はじめに
rsh.....、ずいぶん前にsshに取って代わられて、今となっては実運用で使うことは稀でしょう。
なおかつ「rloginは使えない状態で、rshだけ使えるようにする」なんて要件はまずないでしょう。
そんなレアケースに最近かかわり、若干ハマった箇所があったのでもろもろ共有します。
※引用しているドキュメントはAIXのものですが、コマンド仕様自体はRHELでも基本的に同じです
目次
1-rsh関連のサービスについて
rsh-server
、rsh
をインストールすると、以下のサービスが利用できるようになります。
この中で今回はrsh.socket
だけ有効化して、他は無効されている状態にします。
- rsh.socket
rsh (リモートシェル) は、ユーザーがリモートホスト上でシェルコマンドを実行するためのプロトコルです。
このサービスは、rsh コマンドによる接続要求を待ち受け、それに応じて新しいシェルセッションを開始します。
- rlogin.socket
rlogin は、リモートホストでのログインセッションを提供します。
rloginコマンドを使ってリモートホストに接続すると、ユーザーはそのホスト上で完全なログインシェルを開始できます。

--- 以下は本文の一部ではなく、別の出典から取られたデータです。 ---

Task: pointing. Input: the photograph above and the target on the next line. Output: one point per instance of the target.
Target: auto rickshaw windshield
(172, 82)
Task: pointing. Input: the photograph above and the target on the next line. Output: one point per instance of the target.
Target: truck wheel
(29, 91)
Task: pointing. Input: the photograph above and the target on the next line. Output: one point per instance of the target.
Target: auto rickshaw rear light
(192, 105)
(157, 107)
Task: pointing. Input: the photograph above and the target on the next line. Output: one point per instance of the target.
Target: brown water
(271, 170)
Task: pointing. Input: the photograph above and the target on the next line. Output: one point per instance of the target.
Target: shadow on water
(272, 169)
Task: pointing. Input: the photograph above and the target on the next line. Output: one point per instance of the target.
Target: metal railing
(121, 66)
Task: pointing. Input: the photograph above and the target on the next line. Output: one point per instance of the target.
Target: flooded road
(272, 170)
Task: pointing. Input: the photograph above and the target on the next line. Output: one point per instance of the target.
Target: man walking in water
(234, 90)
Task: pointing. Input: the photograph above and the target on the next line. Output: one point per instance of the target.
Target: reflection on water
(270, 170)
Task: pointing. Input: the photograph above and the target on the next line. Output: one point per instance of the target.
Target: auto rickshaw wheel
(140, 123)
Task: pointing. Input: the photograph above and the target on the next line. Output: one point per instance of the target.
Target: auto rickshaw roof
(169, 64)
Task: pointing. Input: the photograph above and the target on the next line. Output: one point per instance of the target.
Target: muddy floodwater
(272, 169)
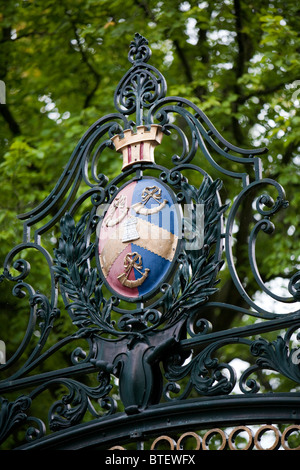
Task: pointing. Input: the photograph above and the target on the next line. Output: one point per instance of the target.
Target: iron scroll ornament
(131, 338)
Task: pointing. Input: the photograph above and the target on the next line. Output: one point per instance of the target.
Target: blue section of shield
(158, 269)
(167, 217)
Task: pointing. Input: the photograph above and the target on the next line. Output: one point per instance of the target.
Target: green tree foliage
(61, 62)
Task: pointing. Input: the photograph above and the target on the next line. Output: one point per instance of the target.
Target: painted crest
(139, 238)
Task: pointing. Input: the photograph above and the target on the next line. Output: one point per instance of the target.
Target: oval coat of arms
(139, 239)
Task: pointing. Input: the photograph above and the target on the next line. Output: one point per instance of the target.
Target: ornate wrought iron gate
(136, 269)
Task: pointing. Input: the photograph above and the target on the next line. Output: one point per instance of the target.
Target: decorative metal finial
(139, 50)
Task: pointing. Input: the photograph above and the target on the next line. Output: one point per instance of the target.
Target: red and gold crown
(138, 147)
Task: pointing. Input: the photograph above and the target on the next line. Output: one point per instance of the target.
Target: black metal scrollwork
(150, 349)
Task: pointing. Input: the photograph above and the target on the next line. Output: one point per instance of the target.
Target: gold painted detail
(119, 203)
(257, 437)
(139, 146)
(133, 260)
(150, 192)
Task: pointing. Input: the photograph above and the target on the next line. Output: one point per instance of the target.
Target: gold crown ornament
(138, 146)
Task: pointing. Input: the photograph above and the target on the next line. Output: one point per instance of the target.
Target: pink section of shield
(116, 231)
(116, 269)
(109, 232)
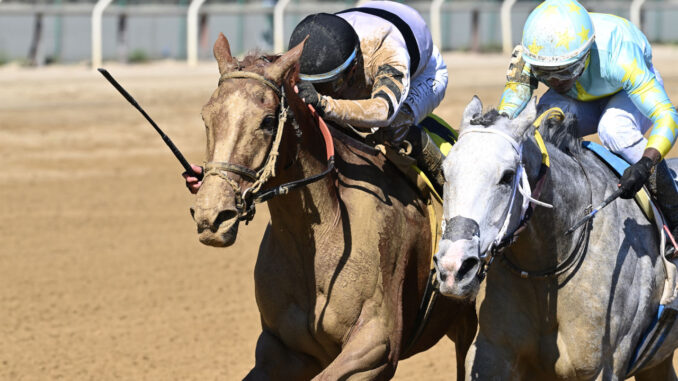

rlogin.socket サービスは rlogin コマンドによる接続要求を待ち受け、それに応じて新しいログインセッションを開始します。
- rexec.socket
rexec (リモート実行) は、リモートホストで指定したコマンドを実行するためのプロトコルです。
このサービスは rexec コマンドによる接続要求を待ち受け、それに応じて指定されたコマンドの実行を開始します。
2-サーバー側の設定
rhel9ではrshが標準リポジトリに含まれていないため、epelからダウンロードします。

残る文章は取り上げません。